Да, я хочу забеременеть. Всего четыре слова.
Этих или, допустим, четыре других: Мечик, я хочу ребенка.
Хочу еще одну девочку.
И все. Так просто. Не нужно распускать никаких ниточек, не надо гладко плести макраме из вранья. Прятать календарь и свою жизнь по нему. Никаких чисел, помеченных красным, нет, разумеется, я все держу в уме, изредка отмечаю черными чернилами дни до и после дня икс, когда безнадежная кухарка во мне преисполняется энтузиазмом, и я стараюсь приготовить что-то интересное и небанальное, когда пытаюсь приятно удивить Мечика, рассчитать путь до него – чаще всего длиной в одну треть восковой свечи, оплакивающей мои прошлые неудачные попытки, желание растет в Мечике быстрее, чем свечи могут что-то нагадать на ножках канделябров, изогнутые силуэты предметов на потолке цепенеют, а живое, сосредоточенное в нас двоих, пускается во все тяжкие, перенимая друг у друга инициативу.
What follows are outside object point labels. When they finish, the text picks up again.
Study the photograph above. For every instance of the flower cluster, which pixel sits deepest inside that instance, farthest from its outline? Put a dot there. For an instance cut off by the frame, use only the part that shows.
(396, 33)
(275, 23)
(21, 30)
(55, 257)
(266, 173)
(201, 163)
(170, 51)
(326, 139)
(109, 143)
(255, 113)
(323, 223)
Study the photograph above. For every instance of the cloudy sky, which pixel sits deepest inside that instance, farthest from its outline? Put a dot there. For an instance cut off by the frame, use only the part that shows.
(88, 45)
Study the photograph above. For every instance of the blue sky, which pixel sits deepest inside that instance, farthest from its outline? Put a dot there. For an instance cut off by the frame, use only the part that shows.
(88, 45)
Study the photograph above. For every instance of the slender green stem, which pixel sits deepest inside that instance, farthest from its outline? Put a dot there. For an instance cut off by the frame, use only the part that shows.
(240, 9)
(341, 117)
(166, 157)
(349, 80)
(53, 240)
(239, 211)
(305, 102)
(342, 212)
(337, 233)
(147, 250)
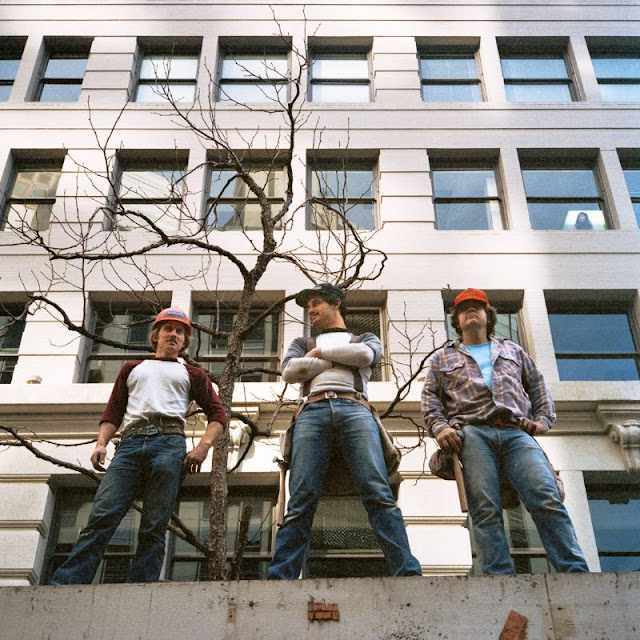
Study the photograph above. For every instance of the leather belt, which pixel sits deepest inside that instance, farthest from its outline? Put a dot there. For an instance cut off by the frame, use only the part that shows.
(332, 395)
(152, 427)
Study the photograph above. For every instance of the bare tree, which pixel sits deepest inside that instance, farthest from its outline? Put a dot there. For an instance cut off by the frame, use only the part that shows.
(130, 211)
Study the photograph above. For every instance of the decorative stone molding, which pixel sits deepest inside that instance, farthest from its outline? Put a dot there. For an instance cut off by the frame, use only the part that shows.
(627, 435)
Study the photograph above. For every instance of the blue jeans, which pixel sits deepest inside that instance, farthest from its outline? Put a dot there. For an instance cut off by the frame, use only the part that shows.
(149, 466)
(488, 452)
(355, 432)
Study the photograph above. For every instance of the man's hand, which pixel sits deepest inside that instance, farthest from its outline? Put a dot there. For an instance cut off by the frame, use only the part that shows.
(193, 460)
(98, 457)
(533, 428)
(449, 440)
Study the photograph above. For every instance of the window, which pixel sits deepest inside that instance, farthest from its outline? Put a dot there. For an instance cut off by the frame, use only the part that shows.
(616, 62)
(508, 309)
(183, 562)
(10, 335)
(360, 320)
(150, 192)
(261, 347)
(10, 53)
(466, 197)
(253, 74)
(527, 553)
(593, 339)
(232, 205)
(449, 75)
(614, 504)
(121, 324)
(339, 73)
(537, 72)
(33, 192)
(343, 543)
(64, 67)
(631, 169)
(563, 197)
(342, 192)
(168, 69)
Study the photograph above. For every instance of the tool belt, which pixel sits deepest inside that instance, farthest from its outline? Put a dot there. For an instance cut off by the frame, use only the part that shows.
(153, 426)
(390, 449)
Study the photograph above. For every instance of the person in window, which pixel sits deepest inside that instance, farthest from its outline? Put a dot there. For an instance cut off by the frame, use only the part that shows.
(333, 377)
(583, 221)
(149, 401)
(484, 398)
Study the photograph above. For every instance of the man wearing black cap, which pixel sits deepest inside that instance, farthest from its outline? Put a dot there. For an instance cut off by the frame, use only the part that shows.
(484, 399)
(333, 378)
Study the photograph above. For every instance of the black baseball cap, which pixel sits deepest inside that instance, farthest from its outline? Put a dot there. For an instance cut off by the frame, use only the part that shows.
(323, 290)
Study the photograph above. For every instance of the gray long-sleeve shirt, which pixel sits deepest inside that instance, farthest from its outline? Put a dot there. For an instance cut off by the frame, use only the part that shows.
(334, 370)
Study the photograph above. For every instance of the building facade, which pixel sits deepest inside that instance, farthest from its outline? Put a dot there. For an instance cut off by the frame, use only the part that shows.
(493, 145)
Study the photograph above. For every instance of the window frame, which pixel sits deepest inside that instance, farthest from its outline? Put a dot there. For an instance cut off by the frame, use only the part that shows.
(453, 52)
(68, 49)
(248, 199)
(47, 163)
(593, 303)
(529, 164)
(167, 50)
(170, 207)
(317, 52)
(261, 51)
(341, 167)
(537, 49)
(11, 50)
(468, 166)
(136, 312)
(269, 360)
(9, 355)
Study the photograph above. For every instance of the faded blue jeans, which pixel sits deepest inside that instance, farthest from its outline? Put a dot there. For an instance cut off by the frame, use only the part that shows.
(149, 466)
(356, 434)
(488, 452)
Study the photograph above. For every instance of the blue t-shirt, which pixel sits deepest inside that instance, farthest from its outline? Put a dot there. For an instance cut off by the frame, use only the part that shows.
(482, 355)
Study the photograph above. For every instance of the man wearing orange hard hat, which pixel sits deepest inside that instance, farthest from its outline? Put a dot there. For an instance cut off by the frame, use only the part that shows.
(485, 399)
(149, 403)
Потом снова и снова я пренебрегаю походом в душ, прислушиваюсь к звуку льющейся воды, уступая поход в ванную мужу сразу же после финального аккорда, – никаких нежностей и постскриптумов, разглаживаю мятую простыню до его возвращения, говорю себе:
Когда Мечик забывается своим тяжелым, каменным сном, пребывая в самозабвенном небытии, я еще долго не сплю, всякий раз представляю его лицо в ту минуту, когда протяну ему полосатый тест, фантазирую, что он скажет по поводу пола, наверное (надеюсь), он согласится, что девочка – лучше, сама я и представить не могу, что у нас может быть мальчик. Потом долго вслушиваюсь в его дыхание, иногда страх его потерять рождает во мне нечто безымянное, чему не подходят привычные понятия, и совершенно точно – нежность, проявлять которую я не мастерица, нет. Когда Мечик спит, я думаю о том, что обманываю его. Что он заслуживает правду. Что обрадуется моему желанию иметь ребенка, без сомнения. Что завтра я найду предлог, чтобы сказать четыре важных слова.